Al mismo tiempo que establecemos la analogía entre «El juego del calamar» y las carreras de caballos, cabría desarrollar que la serie utiliza y fuerza algunas falacias comunes que se utilizan para justificar toda forma explotación animal.

Entre éstas destaca el «falso consentimiento» cuando a los participantes les hacen firmar una especie de contrato vinculante. Para que una actividad sea legítima no basta con que exista consentimiento. De hecho, dicho consentimiento ni siquiera es válido porque a los participantes nunca les dijeron previamente que iban a morir de verdad si se eliminaban del juego.

Luego, la trama busca retorcer este hecho justificando una especie de consentimiento global de los participantes, pero queda claro que quienes deciden no participar quedan vigilados de por vida.

La falacia del falso consentimiento se comete hacia los animales cuando el ser humano afirma que a un caballo —u otro animal— le gusta participar en carreras u otras actividades, simplemente porque se amolda o parece estar de acuerdo con algunas de nuestras acciones.

Los animales no pueden darnos su consentimiento porque ellos no son conscientes de las consecuencias de sus acciones para ellos mismos ni de nuestras intenciones reales sobre sus vidas. Ningún caballo participaría en carreras si entendiera su destino y ningún concursante de esta serie habría participado si hubiese sabido de antemano que terminaría muerto.

La psicología humana y de otros animales funciona igual en cuanto a sus instintos primarios y necesidades básicas: libertad, comida y manada. Estos tres elementos son también factores utilizados por los humanos para condicionar a los animales y conseguir que obedezcan.

En nuestros días, la mal llamada «doma natural» de caballos consiste en darles una falsa sensación de libertad, en ofrecerles premios para crear un condicionamiento operante y en brindarles un cierto bienestar social para que el condicionamiento del grupo reduzca las desobediencia y las ganas de escaparse.
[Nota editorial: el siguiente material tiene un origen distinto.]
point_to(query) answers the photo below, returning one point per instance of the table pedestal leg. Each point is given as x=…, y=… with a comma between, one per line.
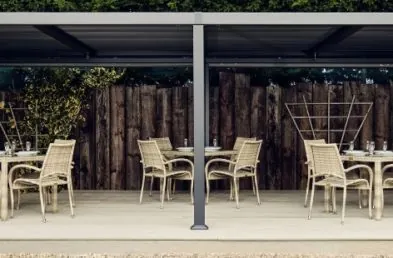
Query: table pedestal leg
x=378, y=190
x=54, y=198
x=4, y=191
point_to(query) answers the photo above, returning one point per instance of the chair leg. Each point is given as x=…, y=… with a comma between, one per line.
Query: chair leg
x=143, y=184
x=163, y=192
x=344, y=201
x=256, y=189
x=18, y=201
x=41, y=190
x=360, y=198
x=174, y=187
x=12, y=202
x=207, y=190
x=151, y=186
x=236, y=192
x=334, y=202
x=307, y=190
x=370, y=193
x=192, y=190
x=70, y=197
x=311, y=199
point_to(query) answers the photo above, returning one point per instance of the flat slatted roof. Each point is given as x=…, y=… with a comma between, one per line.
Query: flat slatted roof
x=149, y=39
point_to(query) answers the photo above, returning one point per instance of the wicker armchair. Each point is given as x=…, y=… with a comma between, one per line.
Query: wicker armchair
x=307, y=148
x=163, y=144
x=387, y=182
x=244, y=166
x=328, y=171
x=155, y=166
x=55, y=170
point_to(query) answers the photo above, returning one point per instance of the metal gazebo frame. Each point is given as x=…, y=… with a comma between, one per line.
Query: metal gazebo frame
x=201, y=40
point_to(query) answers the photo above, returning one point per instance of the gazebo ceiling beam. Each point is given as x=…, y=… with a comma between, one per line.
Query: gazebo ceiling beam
x=331, y=38
x=66, y=39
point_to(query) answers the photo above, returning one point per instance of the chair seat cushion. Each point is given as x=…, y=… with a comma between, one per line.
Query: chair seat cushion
x=358, y=183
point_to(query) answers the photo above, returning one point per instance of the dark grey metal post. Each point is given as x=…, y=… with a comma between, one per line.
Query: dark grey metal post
x=207, y=98
x=199, y=127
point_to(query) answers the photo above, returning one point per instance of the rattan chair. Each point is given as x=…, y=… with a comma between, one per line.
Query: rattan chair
x=307, y=148
x=55, y=170
x=387, y=182
x=164, y=144
x=328, y=171
x=155, y=166
x=244, y=166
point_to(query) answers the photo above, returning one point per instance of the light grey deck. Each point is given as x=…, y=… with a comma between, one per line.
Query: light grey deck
x=104, y=215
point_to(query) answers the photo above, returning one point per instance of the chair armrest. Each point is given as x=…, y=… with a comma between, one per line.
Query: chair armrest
x=180, y=160
x=14, y=168
x=369, y=170
x=230, y=162
x=386, y=168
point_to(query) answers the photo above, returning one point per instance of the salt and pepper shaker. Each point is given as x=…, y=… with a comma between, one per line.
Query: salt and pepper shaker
x=13, y=147
x=371, y=148
x=351, y=146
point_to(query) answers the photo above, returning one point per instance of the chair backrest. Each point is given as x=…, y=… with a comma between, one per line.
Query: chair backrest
x=326, y=160
x=163, y=143
x=58, y=159
x=240, y=140
x=248, y=155
x=151, y=155
x=307, y=148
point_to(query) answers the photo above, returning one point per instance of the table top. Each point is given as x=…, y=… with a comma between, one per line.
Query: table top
x=368, y=158
x=22, y=158
x=207, y=153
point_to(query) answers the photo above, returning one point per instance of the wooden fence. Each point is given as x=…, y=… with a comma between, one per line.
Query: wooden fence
x=107, y=155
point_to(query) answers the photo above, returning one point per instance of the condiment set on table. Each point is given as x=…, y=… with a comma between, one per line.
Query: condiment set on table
x=215, y=146
x=370, y=150
x=10, y=150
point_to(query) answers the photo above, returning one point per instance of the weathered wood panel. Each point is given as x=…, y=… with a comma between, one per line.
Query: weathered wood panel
x=381, y=125
x=179, y=115
x=273, y=141
x=289, y=178
x=227, y=109
x=133, y=133
x=304, y=91
x=164, y=112
x=102, y=139
x=259, y=130
x=117, y=127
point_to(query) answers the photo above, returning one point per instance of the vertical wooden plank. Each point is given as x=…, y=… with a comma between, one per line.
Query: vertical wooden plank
x=190, y=115
x=164, y=112
x=367, y=94
x=179, y=115
x=289, y=141
x=102, y=139
x=214, y=114
x=133, y=133
x=273, y=143
x=320, y=93
x=148, y=111
x=381, y=120
x=352, y=89
x=258, y=129
x=242, y=105
x=227, y=108
x=117, y=127
x=303, y=89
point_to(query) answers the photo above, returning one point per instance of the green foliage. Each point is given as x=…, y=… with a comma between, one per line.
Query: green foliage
x=56, y=97
x=192, y=5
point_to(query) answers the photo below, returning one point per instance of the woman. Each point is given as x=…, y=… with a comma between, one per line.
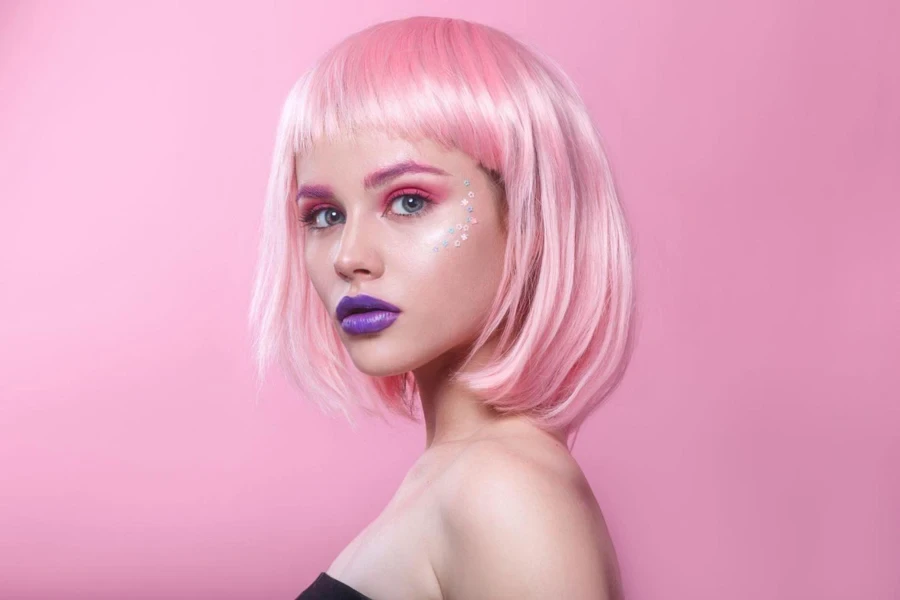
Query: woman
x=441, y=230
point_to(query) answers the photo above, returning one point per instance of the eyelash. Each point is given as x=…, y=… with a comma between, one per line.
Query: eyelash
x=308, y=218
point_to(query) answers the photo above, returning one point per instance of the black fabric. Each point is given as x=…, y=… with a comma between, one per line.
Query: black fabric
x=326, y=587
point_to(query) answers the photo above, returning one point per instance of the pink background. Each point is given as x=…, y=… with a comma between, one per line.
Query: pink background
x=753, y=450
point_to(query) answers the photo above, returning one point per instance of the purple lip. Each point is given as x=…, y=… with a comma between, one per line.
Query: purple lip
x=362, y=303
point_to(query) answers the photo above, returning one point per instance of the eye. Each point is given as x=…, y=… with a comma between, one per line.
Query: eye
x=416, y=204
x=311, y=218
x=405, y=204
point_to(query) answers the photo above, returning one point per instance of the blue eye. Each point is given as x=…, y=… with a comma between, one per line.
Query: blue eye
x=416, y=204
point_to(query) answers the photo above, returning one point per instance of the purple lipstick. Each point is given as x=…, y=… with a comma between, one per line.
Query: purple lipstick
x=365, y=314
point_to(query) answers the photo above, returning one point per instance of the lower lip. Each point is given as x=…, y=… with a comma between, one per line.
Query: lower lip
x=369, y=322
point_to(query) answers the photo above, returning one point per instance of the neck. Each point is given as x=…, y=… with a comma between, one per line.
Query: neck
x=454, y=413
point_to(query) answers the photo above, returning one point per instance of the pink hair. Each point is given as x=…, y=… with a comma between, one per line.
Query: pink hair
x=564, y=308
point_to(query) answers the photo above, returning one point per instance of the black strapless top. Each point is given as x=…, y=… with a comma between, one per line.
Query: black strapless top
x=326, y=587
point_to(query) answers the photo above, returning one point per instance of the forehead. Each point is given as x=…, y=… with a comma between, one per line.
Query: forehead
x=352, y=158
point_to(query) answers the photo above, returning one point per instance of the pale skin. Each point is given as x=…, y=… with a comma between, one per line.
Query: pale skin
x=494, y=507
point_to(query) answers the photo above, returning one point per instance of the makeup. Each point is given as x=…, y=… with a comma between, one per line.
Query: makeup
x=365, y=314
x=461, y=229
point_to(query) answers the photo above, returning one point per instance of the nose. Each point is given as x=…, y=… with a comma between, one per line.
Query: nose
x=357, y=256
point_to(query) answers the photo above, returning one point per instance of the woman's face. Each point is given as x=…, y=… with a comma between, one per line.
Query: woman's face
x=397, y=220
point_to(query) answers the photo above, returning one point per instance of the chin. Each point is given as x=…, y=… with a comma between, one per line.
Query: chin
x=378, y=361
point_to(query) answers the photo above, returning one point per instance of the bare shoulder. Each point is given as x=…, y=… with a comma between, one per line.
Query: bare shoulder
x=520, y=521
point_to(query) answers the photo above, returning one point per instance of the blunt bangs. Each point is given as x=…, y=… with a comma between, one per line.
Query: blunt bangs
x=564, y=308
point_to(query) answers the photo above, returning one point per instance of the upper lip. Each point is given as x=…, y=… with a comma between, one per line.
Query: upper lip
x=361, y=303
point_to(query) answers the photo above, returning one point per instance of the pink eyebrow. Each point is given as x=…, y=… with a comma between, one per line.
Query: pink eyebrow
x=373, y=180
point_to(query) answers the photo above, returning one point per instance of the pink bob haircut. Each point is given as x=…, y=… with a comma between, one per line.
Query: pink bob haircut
x=564, y=307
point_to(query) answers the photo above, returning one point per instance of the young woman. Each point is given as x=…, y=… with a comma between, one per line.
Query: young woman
x=441, y=232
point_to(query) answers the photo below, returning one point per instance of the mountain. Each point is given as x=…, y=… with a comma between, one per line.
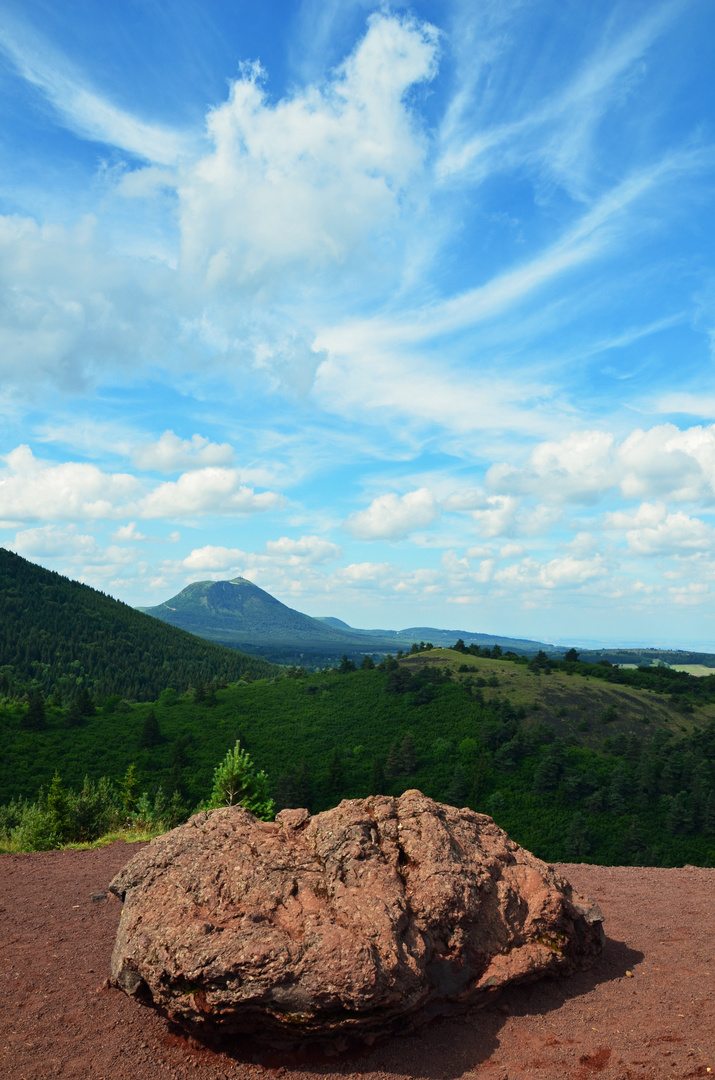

Las coincidencias entre la explotación humana y la explotación animal, así como todo aquello que conocemos hoy sobre los animales, deberían hacernos cuestionar la moralidad de nuestros actos contra los animales. No podrá haber progreso social mientras nos sigamos creyendo con legitimidad para subyugar y esclavizar a otros sujetos tomando como criterio nuestras diferencias (dinero o especie) en lugar de nuestras semejanzas.

A todos los animales se los explota por las mismas razones día tras día: lucro y diversión. No necesitamos participar en ninguna forma de explotación animal (alimentación, vestimenta, recreación, etc.) para vivir plenamente. Sólo tenemos que cambiar nuestra mentalidad.